There are no specific definitive mentions of Za’atar mix in written history, but traditionally, women throughout the Levant or Fertile Crescent made their own variations of za’atar. It is thought that it was brought to Morocco during the Islamic rule of Andaluz, as Za’atar mix is still used by families with Andalusian roots, especially the people of Fez. Recipes for spice mixtures, including Za’atar mix, were often considered a family recipe inherited from their ancestors, and each family adds their own secret ingredient to the mix. This could be one of the reasons Western observers of Middle Eastern and North African culinary cultures found it difficult to identify the names of the different spices used. The section about Mesopotamia of the “Cooking in Ancient Civilizations”, a book written by Cathy K. Kaufman, indicates that spice blends are some of the unidentified terms in the Yale Babylonian collection recipes. The section refers to a recipe that is similar to Za’atar mixture, consisting of dried thyme and marjoram combined with sesame, ground almonds, minced garlic and salt, that is used at the table to season food. Nowadays, in Jordan, Za’atar mix is deeply rooted in the food heritage of the country and is still consumed regularly.

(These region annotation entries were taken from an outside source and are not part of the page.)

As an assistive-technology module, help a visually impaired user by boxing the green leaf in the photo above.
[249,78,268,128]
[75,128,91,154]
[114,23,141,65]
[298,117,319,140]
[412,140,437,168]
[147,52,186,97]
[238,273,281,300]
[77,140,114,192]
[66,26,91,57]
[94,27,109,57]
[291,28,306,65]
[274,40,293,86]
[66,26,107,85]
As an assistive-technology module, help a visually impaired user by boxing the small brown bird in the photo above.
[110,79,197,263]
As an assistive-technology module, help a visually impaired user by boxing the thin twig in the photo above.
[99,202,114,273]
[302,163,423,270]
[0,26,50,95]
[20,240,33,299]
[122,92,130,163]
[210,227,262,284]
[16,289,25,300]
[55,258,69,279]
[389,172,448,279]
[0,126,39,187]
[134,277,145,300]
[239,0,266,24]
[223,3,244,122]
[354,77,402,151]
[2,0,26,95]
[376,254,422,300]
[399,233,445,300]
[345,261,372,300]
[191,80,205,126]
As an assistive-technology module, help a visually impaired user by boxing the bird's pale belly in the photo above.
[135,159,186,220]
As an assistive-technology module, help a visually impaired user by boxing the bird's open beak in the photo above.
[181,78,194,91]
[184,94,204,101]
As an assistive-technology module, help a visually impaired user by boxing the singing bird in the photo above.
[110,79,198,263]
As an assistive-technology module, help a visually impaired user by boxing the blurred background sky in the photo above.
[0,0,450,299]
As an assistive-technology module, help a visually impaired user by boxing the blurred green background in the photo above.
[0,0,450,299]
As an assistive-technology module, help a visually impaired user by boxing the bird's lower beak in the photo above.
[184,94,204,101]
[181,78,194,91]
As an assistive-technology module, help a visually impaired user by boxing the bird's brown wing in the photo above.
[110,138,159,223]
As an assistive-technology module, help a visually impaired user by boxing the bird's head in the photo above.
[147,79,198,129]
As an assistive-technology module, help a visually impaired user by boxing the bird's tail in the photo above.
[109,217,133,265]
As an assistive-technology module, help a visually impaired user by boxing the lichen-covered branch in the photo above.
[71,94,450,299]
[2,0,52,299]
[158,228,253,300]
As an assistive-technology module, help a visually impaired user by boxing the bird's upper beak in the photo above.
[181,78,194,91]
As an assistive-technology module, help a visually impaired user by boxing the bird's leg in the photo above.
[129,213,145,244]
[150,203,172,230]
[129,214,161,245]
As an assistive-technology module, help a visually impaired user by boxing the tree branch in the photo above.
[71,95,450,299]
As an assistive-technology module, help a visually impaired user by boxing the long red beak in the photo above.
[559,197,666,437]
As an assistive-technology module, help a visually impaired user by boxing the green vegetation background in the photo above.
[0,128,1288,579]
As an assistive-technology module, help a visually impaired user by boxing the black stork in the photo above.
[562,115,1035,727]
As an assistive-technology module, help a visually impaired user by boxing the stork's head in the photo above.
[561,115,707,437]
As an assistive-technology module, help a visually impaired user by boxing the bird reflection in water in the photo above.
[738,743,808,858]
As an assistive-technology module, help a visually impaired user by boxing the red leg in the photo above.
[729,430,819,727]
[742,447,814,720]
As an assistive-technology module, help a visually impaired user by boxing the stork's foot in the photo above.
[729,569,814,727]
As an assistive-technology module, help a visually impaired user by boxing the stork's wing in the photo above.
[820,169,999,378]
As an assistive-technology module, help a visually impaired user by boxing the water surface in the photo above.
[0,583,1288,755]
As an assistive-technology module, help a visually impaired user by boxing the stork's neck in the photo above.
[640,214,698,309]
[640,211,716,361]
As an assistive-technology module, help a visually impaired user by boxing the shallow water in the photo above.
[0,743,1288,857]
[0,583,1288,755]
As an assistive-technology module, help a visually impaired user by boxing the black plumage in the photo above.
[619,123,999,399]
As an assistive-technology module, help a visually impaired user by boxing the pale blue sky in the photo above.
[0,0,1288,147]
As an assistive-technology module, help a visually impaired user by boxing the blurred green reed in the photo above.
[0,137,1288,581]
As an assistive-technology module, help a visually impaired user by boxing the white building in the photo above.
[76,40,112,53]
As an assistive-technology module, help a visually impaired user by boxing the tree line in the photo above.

Markets sell local and imported Za’atar, since local one made by small scale producers doesn’t reach the mass market and less and less people are producing Za’atar for selling. Some locals still forge wild Za’atar from the wild and process the mix for their consumption, others plant oregano or/and thyme varieties in their lands and process the mix for their consumption and for selling it to friends and neighbours. Others buy fresh or dried Za’atar and make their own mix.
Traditional Za’atar mix preparation starts with forging or picking the fresh green Za’atar by cutting it from the stem which is collected into small bunches and hung upside down for drying. Once dry, the leaves are plucked, and the stems are discarded. The dried leaves are then placed in a wide deep container and rubbed by hand until they are coarsely grounded. Then some oil is added to the grounded Za’atar and rubbed together. In the meantime, the roasted wheat and ground chickpeas are both grounded separately, using a hand mill. The grounded Jameed can be collected from the storage bags or crushed and grounded using a mortar. All the ingredients are collected in the container then Sumac and sesame (usually half a kilo to each kilo of za’atar) are added and mixed using a wooden spoon until they are well blended. In Palestine, Syria, Lebanon and Jordan, it is considered a staple breakfast item, eaten with olive oil and bread that is dipped in olive oil and then in Za’atar. The dried mix is also combined with olive oil and spread on a dough base and baked as a bread that is known as Manakeeshi Za’atar. Za’atar mix is usually made for personal consumption, however as less people are making their own mix, some of the producers make it to sell from their own homes. It can also be found in the village’s spice store (Attar).